The zen room. I turned the primary bedroom's walk-in closet into a small zen room. I practice zen meditation year-round, and I wanted one genuinely quiet corner in the house. Twin bed plus a floor cushion. Not a formal guest-room setup.
But if you're someone who likes sitting alone in the morning without saying anything, or someone who can't sleep at night and wants a spot to read, it's a good fit.
Aaron's Canmore. A few things Google Maps won't tell you.
Beamer's Coffee Bar is a 7-minute walk. Local roastery, basically empty at 7:30 AM. Not a recommendation. It's where I actually go. (The Main Street Starbucks exists too, obviously.)
The 1A highway gets jammed between 3 and 5 PM on Banff weekends. To avoid it, take the Bow Valley Parkway back. It's 15 minutes longer, but you get multiple river-valley sunset angles.
If you only have one day, don't try to squeeze in Banff. Grassi Lakes hike (15 min drive, 1.5 hrs round trip), plus Communitea breakfast, plus an afternoon in the hot tub. That's a full day right there.
When to come. December through March is ski season. Best fit for this house. Lake Louise by day, sauna at night, hot tub late.
April through May is snowmelt. Trails just opening up. Hot tub goes live mid-May, and the first two weeks are the year's lowest rate.
June through September is summer. Ha Ling is 10 minutes away, BBQ on the deck, and it only gets dark after 9 PM.
October to November is the two-week stretch when the birches turn gold. Quietest time of the year.
Why I built this. When I bought this place in 2023, it was empty. Three floors plus a garage. Every room just white walls and underfloor heating, nothing else.
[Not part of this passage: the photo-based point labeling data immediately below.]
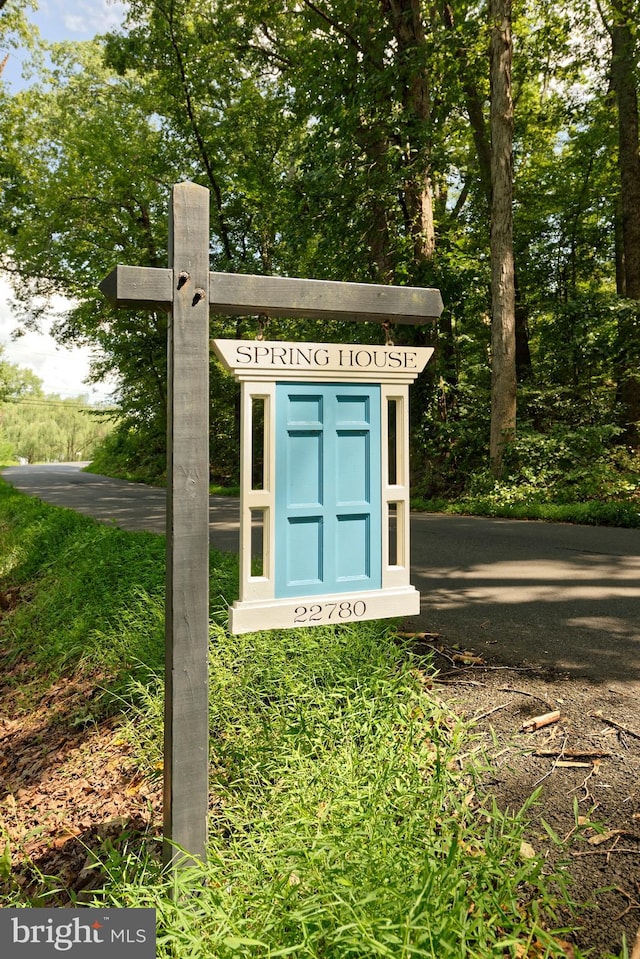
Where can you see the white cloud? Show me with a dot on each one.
(62, 370)
(85, 18)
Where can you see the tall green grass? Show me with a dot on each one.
(341, 824)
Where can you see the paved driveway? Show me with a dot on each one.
(566, 597)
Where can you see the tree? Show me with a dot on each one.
(622, 28)
(503, 367)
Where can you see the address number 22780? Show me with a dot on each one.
(327, 612)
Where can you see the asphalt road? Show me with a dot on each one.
(560, 596)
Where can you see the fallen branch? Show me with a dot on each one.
(616, 725)
(539, 721)
(522, 692)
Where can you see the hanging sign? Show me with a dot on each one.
(324, 494)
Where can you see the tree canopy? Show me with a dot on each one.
(350, 140)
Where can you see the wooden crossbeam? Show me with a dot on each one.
(239, 294)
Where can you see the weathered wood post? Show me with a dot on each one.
(183, 289)
(190, 293)
(186, 746)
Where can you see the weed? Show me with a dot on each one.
(340, 823)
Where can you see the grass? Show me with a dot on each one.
(591, 513)
(341, 824)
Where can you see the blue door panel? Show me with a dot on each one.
(304, 472)
(304, 553)
(353, 550)
(353, 468)
(328, 488)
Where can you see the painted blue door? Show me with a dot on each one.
(328, 488)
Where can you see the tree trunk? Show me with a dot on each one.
(503, 352)
(623, 76)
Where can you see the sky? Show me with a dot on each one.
(62, 370)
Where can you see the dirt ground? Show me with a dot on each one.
(586, 764)
(70, 793)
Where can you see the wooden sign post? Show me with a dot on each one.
(189, 292)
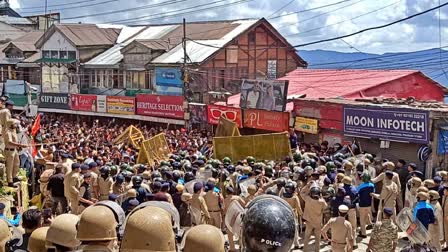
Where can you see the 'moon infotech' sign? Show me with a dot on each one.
(395, 124)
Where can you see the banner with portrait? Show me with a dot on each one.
(264, 94)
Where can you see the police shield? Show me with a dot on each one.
(234, 217)
(414, 229)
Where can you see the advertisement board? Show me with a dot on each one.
(101, 103)
(214, 113)
(54, 100)
(264, 94)
(120, 105)
(168, 81)
(306, 125)
(82, 102)
(160, 106)
(266, 120)
(394, 124)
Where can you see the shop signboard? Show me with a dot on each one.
(54, 100)
(168, 81)
(160, 106)
(101, 103)
(266, 120)
(393, 124)
(82, 102)
(306, 125)
(120, 105)
(214, 112)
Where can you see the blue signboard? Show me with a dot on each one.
(168, 81)
(394, 124)
(442, 146)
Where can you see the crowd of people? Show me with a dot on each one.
(94, 196)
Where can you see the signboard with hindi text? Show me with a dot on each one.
(393, 124)
(266, 120)
(306, 125)
(120, 105)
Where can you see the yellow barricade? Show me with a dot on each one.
(262, 147)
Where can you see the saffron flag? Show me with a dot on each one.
(36, 125)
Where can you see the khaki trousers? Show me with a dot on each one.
(434, 237)
(338, 247)
(215, 219)
(352, 219)
(365, 218)
(312, 230)
(12, 164)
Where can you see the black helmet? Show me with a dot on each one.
(289, 190)
(268, 225)
(189, 176)
(137, 180)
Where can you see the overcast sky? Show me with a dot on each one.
(352, 15)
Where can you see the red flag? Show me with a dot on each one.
(36, 125)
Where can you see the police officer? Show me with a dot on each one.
(351, 192)
(365, 202)
(72, 183)
(5, 115)
(105, 183)
(12, 150)
(5, 234)
(341, 231)
(148, 229)
(423, 211)
(214, 202)
(199, 210)
(313, 214)
(36, 242)
(61, 235)
(267, 225)
(389, 194)
(98, 227)
(204, 238)
(384, 235)
(291, 197)
(435, 230)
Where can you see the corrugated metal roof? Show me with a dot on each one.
(333, 83)
(89, 34)
(209, 34)
(113, 55)
(15, 20)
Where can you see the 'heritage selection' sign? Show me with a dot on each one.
(395, 124)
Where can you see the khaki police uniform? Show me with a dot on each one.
(105, 187)
(72, 184)
(11, 152)
(341, 234)
(213, 201)
(199, 210)
(312, 215)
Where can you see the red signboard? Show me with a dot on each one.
(214, 112)
(266, 120)
(83, 102)
(160, 105)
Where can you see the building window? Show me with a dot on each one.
(232, 55)
(63, 54)
(251, 37)
(272, 69)
(54, 54)
(71, 54)
(46, 54)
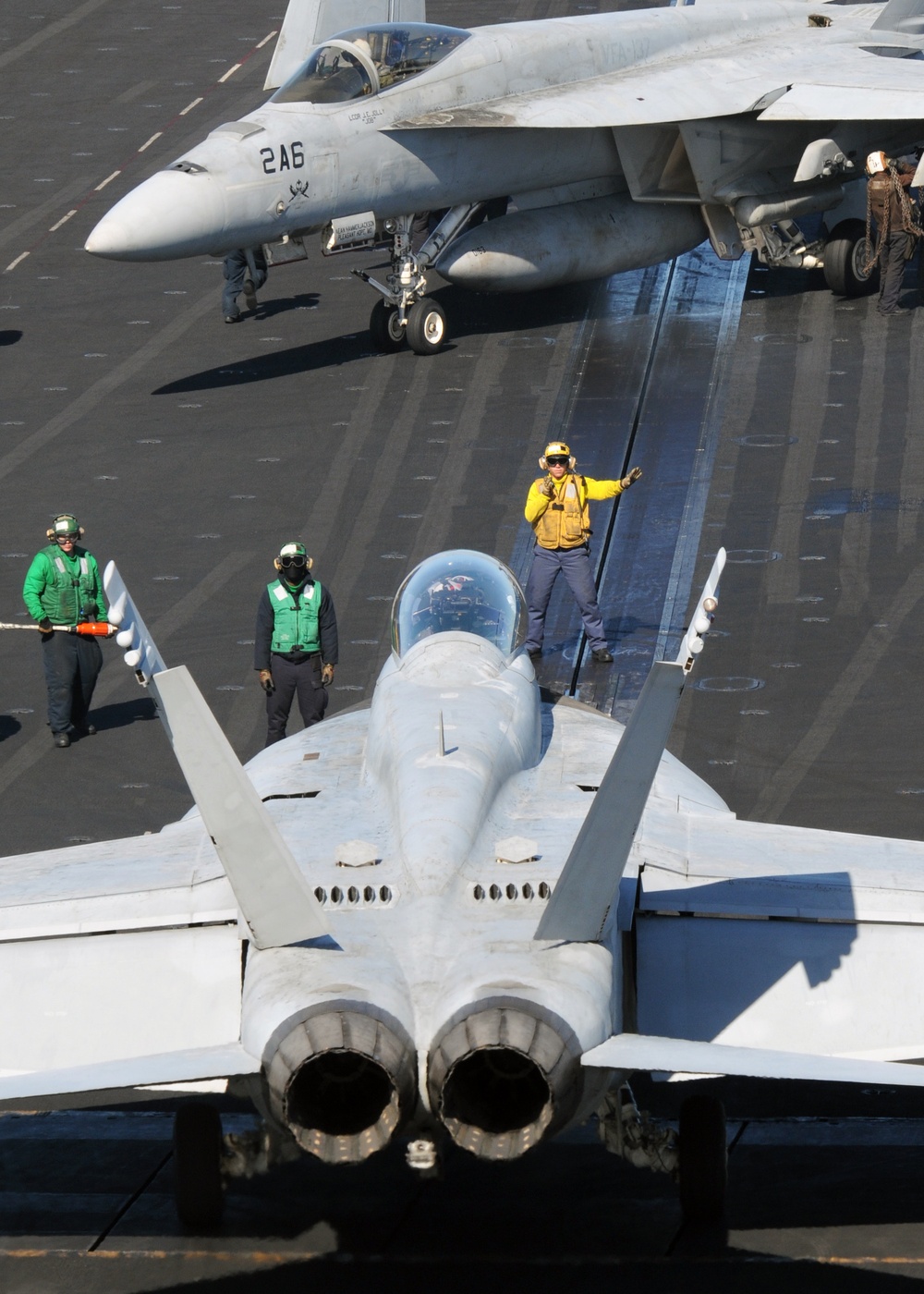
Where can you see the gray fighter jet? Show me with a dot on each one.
(456, 914)
(591, 144)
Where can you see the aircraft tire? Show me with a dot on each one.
(384, 327)
(703, 1160)
(844, 258)
(197, 1166)
(426, 326)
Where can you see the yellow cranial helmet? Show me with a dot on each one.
(556, 449)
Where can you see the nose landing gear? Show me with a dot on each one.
(404, 313)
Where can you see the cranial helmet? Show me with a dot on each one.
(293, 555)
(65, 524)
(558, 449)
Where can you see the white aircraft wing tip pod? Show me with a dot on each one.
(189, 1065)
(685, 1056)
(589, 883)
(141, 653)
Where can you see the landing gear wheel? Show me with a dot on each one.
(845, 261)
(703, 1160)
(384, 327)
(426, 326)
(197, 1166)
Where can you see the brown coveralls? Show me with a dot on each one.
(894, 237)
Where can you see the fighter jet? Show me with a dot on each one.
(459, 914)
(591, 144)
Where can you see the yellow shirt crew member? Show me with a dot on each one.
(556, 508)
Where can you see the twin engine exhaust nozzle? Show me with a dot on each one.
(500, 1078)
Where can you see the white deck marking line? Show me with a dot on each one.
(62, 222)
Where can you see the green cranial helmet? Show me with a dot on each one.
(293, 556)
(65, 524)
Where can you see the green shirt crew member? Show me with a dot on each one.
(64, 588)
(296, 642)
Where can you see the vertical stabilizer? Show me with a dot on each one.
(589, 882)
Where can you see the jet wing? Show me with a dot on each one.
(761, 935)
(681, 1056)
(794, 81)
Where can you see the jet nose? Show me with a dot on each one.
(174, 214)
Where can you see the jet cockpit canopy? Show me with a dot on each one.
(365, 60)
(462, 591)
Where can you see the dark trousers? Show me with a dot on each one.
(290, 679)
(892, 271)
(575, 566)
(236, 271)
(73, 665)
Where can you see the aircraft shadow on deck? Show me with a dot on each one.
(8, 726)
(123, 714)
(470, 314)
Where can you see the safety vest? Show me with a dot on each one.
(296, 616)
(68, 586)
(565, 523)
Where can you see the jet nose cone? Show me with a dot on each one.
(174, 214)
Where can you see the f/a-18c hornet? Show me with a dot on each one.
(591, 145)
(457, 912)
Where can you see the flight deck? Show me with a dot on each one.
(766, 414)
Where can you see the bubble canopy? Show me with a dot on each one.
(367, 60)
(458, 591)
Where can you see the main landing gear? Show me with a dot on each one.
(845, 258)
(406, 313)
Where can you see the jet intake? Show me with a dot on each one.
(341, 1080)
(504, 1077)
(569, 243)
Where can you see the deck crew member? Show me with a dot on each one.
(889, 202)
(64, 588)
(556, 508)
(296, 644)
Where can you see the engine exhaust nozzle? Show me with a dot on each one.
(342, 1080)
(504, 1077)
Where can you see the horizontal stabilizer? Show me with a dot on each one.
(183, 1067)
(632, 1052)
(274, 896)
(309, 22)
(589, 882)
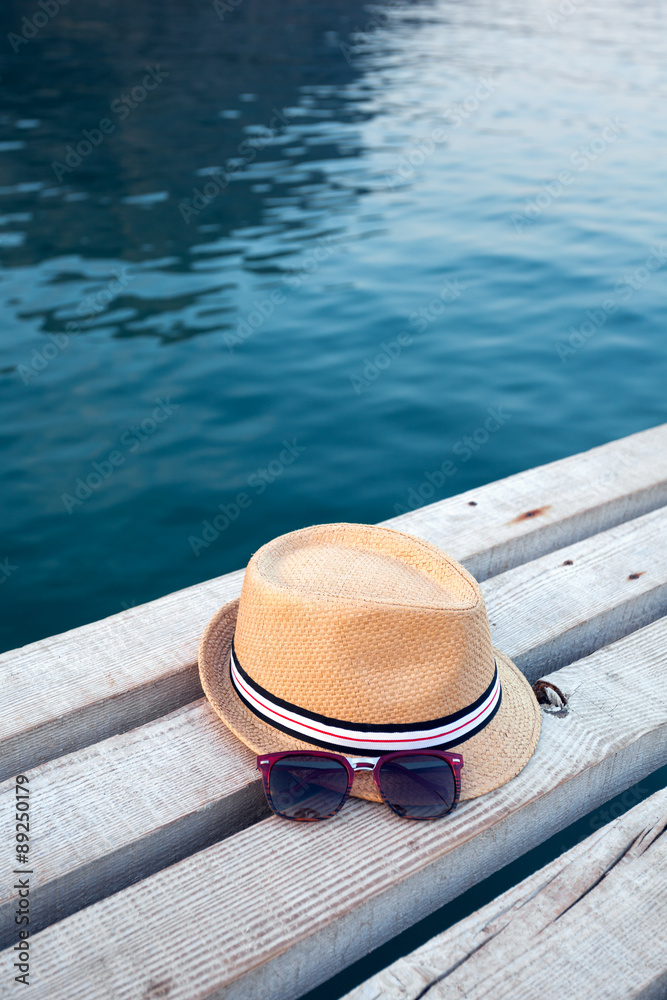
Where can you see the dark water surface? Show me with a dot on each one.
(296, 252)
(368, 172)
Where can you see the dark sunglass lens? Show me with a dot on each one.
(419, 787)
(307, 787)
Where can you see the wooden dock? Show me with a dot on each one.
(156, 871)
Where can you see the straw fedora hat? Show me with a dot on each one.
(364, 640)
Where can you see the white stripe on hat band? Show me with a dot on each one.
(317, 732)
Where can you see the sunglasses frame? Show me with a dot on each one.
(266, 761)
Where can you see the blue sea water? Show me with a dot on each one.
(351, 229)
(267, 264)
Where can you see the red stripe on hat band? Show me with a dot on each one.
(302, 727)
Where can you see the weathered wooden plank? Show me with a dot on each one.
(514, 520)
(79, 862)
(66, 692)
(589, 924)
(282, 907)
(112, 813)
(565, 605)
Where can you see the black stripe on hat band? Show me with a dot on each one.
(370, 727)
(368, 740)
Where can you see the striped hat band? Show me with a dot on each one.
(369, 740)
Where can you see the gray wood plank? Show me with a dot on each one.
(277, 908)
(198, 782)
(595, 917)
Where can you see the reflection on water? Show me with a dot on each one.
(338, 234)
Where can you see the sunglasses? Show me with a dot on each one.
(308, 785)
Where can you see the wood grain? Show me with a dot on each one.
(562, 606)
(84, 856)
(593, 920)
(71, 690)
(514, 520)
(277, 908)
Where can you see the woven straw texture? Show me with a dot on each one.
(367, 625)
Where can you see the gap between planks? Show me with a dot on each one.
(66, 692)
(589, 924)
(565, 612)
(283, 907)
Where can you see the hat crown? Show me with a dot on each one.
(363, 624)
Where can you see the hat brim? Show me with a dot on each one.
(490, 759)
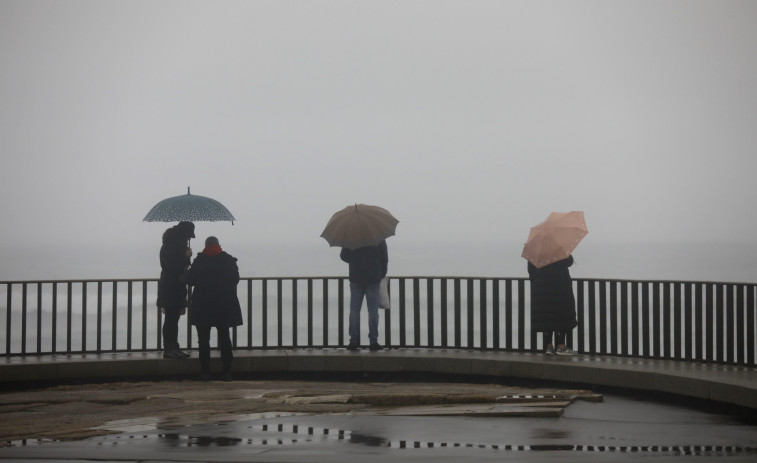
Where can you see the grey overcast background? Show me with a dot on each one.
(470, 120)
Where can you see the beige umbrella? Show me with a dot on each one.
(555, 238)
(359, 225)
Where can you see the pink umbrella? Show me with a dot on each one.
(555, 238)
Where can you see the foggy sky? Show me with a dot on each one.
(469, 120)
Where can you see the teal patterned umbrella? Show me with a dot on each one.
(189, 208)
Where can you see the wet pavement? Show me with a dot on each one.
(619, 428)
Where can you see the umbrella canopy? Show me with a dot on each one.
(555, 238)
(189, 208)
(359, 225)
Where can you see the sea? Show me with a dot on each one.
(706, 261)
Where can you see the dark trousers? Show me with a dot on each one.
(224, 343)
(171, 326)
(559, 338)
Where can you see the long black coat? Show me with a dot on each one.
(553, 306)
(172, 291)
(214, 296)
(368, 264)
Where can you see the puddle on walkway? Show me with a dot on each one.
(289, 434)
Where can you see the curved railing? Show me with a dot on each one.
(681, 320)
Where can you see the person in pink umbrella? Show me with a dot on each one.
(553, 305)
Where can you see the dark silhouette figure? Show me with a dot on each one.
(368, 265)
(553, 305)
(214, 276)
(172, 291)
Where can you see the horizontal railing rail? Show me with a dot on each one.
(680, 320)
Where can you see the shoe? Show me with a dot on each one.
(180, 353)
(172, 353)
(564, 351)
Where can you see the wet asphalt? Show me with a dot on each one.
(619, 429)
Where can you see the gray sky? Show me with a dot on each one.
(469, 120)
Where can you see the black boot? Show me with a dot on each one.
(172, 351)
(179, 352)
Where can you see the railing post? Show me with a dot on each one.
(310, 312)
(645, 319)
(387, 317)
(416, 313)
(279, 313)
(114, 328)
(444, 321)
(603, 315)
(402, 324)
(699, 322)
(325, 314)
(750, 320)
(69, 310)
(470, 316)
(457, 308)
(710, 323)
(635, 318)
(509, 314)
(495, 315)
(729, 325)
(430, 312)
(84, 316)
(666, 321)
(740, 321)
(39, 318)
(8, 318)
(264, 311)
(129, 309)
(592, 316)
(720, 317)
(23, 317)
(521, 315)
(613, 316)
(249, 313)
(483, 322)
(54, 327)
(688, 315)
(295, 321)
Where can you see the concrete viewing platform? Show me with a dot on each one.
(734, 385)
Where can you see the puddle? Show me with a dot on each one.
(142, 424)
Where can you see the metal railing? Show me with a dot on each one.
(695, 321)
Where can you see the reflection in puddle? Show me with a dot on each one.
(201, 441)
(371, 441)
(280, 434)
(287, 434)
(145, 423)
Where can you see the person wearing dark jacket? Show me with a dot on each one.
(172, 291)
(368, 265)
(214, 276)
(553, 306)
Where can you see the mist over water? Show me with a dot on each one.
(728, 262)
The first thing I installed was the sauna. The second was the bedding. Those were at the top of my list, and in hindsight those are the two I actually kept at the top.
Everything else got added after I moved in. Worn in by the details guests left behind at checkout: the motion nightlights, the bedside lamp switches, not giving the garage a remote. Each of those came after I'd stubbed my toe twice, woken someone up once, and lost a few remotes on my own.